Lab ExperimentHotel Ranque · Episode 1

The Hotel Ranque Experiment: An attempt to rank a hotel from scratch in ChatGPT (#1 Episode)

Over two days I created a website for a boutique hotel in Paris, wired it into the Google, and tracked how fast AIs picked it up. Episode 1 of the Hotel Ranque series shows how Hotel Ranque went from 0 to #1 in ChatGPT for niche trip queries in roughly 48 hours.

12 min read

AI and SEO expert at the forefront of AI Search. He analyses models daily and runs hospitality-focused experiments on a database of over 1M prompts, citations and mentions.

Episode 1 — How long does it take to rank #1 in ChatGPT for a hotel?


Short answer: about 48 hours.

(Or less).


Over two days, I created a functional hotel website in Paris, wired it into Google, and watched how fast AI assistants started to surface it.


This is the first episode of the Hotel Ranque series – my live playground to see what actually moves the needle for AI trip searches.

Meet Hotel Ranque, my hotel


Hotel Ranque

📍 87 avenue Ledru-Rollin, Paris – between Bastille, Marché d’Aligre and Gare de Lyon

⭐️ Small 3-star boutique hotel with four “signature” experiences:

  • ♟️ Chess club & bar
  • 🚴 Cycling lab – indoor smart trainer, virtual Mont Ventoux rides
  • Specialty coffee corner
  • 🧘 Yoga & inversions mini studio


This hotel now has:

  • A website: hotelranque.com
  • A known address inside Paris
  • A Google Business Profile (and place_id)


We are now waiting for guests coming from ChatGPT!

Day 0 — Make the entity real


23 November – 0% visibility


I started with the basics: existence.


1. Domain + website

  • Bought hotelranque.com
  • Generated a full boutique hotel website:
    • Home, Rooms, Experiences, Neighborhood, For-Whom, FAQ, Contact
    • Each experience has its own page (chess bar, cycling lab, coffee, yoga)


Nothing fancy behind the scenes – just static pages, but clean structure and lots of content.


Homepage of Hotel Ranque - hotelranque.com


2. SEO & structure


On top of the copy, I added:

  • Proper titles & meta descriptions
  • A sitemap
  • DEEP Hotel schema.org with:
    • Address, geo, amenities, audience, knowsAbout, etc.
  • FAQPage schema.org on basically every page


Think of it as over-described hotel syndrome.

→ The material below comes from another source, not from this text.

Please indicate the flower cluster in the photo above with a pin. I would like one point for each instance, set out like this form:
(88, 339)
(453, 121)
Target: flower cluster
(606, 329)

If an LLM pokes the HTML, it finds ready-made answers.


Schema.org from Hotel Ranque


3. Google stack

To make the entity discoverable on Google and follow some analytics:

  • Set up Google Analytics
  • Added Google Search Console
  • Created a Google Business Profile for Hotel Ranque


Within a few hours, Google was already showing:

  • A knowledge graph for Hotel Ranque
  • hotelranque.com ranking on its own name


Hotel Ranque appears in hours inside Google


At this point, the hotel exists in two worlds:

  • Web entity → website + structured data
  • Local entity → Google Maps / GMB


Good enough to ship. Time to see if AI cares.

Day 1 — ChatGPT still has no idea who you are


Next step: ask my own product what’s going on.


I ran a full Hotelrank.ai analysis on a set of 112 prompts around Bastille / Ledru-Rollin in Paris looking for a 3* hotel, with a couple of traveller scenarios.


Result: 0% visibility.

ChatGPT either ignores Hotel Ranque or hasn’t crawled it yet.


No surprise there.


Hotel Ranque has no visibility in Hotelrank.ai !

Pinging the AI crawlers


I then manually nudged ChatGPT & friends by asking things like:


“Do you know Hotel Ranque in Paris?”


And watched my AI bot logs.


Very quickly I saw:

Mozilla/5.0 (...) Chrome/131.0.0.0 Safari/537.36; compatible; OAI-SearchBot/1.0; +https://openai.com/searchbot

Hello, OAI-SearchBot 👋


Two fun observations:

  1. All bots hit /robots.txt first
    • I hadn’t created one!
    • So much for llms.txt – they still start with the classic stuff.
  2. My most popular URLs were…
    • /wp-admin/setup-config.php
    • /wp-login.php
    • I don’t even run WordPress.


Hackers discover new sites faster than AIs. Comforting.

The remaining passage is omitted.